Use BCL to grant access permissions on multi-user data in an always-confidential database - PolarDB

In an always-confidential database cluster, each user's data is encrypted with their own data encryption key (DEK) and automatically isolated from other users. To enable multi-party data integration and joint computation, issue a behavior control list (BCL) to grant an applicant access to another user's ciphertext data.

Prerequisites

Before you begin, ensure that you have:

The always-confidential database feature enabled and configured. See Enable the always-confidential database feature, Define sensitive data, and Use the always-confidential database feature from a client
A PolarDB for PostgreSQL (Compatible with Oracle) cluster at minor version 2.0.14.14.0 or later
The certificates and private keys of all participants (both data owner and applicant)
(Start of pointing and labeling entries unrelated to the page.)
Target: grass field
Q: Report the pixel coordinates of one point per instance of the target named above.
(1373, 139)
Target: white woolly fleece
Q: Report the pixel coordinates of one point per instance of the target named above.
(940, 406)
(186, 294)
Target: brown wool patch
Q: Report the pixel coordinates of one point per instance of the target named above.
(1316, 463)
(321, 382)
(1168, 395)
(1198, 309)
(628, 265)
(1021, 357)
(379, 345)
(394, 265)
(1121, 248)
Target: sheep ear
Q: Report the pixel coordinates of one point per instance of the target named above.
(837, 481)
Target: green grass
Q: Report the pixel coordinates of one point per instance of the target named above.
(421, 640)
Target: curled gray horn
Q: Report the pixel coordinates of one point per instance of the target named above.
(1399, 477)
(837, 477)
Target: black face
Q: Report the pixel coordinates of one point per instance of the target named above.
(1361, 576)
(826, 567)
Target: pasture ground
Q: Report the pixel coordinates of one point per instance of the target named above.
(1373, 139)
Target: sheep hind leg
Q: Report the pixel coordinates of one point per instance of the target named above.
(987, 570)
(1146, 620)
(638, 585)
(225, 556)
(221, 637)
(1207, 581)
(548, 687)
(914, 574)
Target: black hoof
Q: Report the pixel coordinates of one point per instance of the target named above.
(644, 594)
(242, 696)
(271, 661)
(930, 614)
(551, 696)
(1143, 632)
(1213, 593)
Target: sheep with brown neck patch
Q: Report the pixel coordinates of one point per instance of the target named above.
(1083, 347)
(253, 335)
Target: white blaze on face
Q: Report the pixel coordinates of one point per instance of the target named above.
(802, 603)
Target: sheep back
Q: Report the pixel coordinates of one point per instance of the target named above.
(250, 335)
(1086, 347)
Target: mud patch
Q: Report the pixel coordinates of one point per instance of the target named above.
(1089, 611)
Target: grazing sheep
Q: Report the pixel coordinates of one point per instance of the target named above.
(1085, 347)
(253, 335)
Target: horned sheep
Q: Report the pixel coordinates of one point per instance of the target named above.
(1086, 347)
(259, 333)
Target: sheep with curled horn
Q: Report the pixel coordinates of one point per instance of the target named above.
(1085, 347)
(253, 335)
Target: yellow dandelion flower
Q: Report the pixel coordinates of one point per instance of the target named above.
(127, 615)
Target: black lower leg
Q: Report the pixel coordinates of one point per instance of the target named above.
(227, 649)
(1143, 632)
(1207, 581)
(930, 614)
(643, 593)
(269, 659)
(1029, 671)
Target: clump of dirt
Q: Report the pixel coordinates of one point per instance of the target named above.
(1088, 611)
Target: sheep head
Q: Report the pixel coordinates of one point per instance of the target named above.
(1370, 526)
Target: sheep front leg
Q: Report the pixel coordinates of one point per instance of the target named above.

How BCL authorization works

BCL authorization involves two parties:

Party	Role	Certificate field
Data owner (issuer)	Owns the encrypted data. Reviews and approves or rejects access requests.	`issuer_pukid`
Applicant (subject)	Requests access to the data owner's ciphertext for joint computation.	`subject_pukid`

After a BCL is issued, the applicant can query the data owner's ciphertext within the scope defined by the BCL. Only the final computation result is accessible — intermediate data remains unavailable.

Use case

An advertising platform wants to identify users under 30 from a data platform's encrypted user profile table. The data platform owns the DEK and the applicant (the advertising platform) holds its own DEK. Without authorization, the applicant can only see ciphertext and cannot use the data.

To proceed:

The applicant submits a BCL authorization request specifying which DEK groups and operations are needed.
The data platform reviews and signs the BCL to approve access.
After approval, the advertising platform can query the user profile data within the authorized scope.

Grant BCL authorization

Step 1: Initialize certificates

Both parties must register their certificates in the application code before calling any BCL APIs. The following code registers the participant's certificate with the KeyManager. Key registration is required only once per session.

// The private key of the participant's certificate.
String userPriPemString = "*****";
// The public key of the participant's certificate.
String userPukPemString = "*****";

// Initialize the KeyManager and register the certificate.
KeyManager km = sdk.getKeyManager();
km.registerCertificate(userPriPemString, userPukPemString);

Step 2: Collect required parameter values

Before defining the BCL JSON body, collect the following values. Both the applicant and data owner need these values.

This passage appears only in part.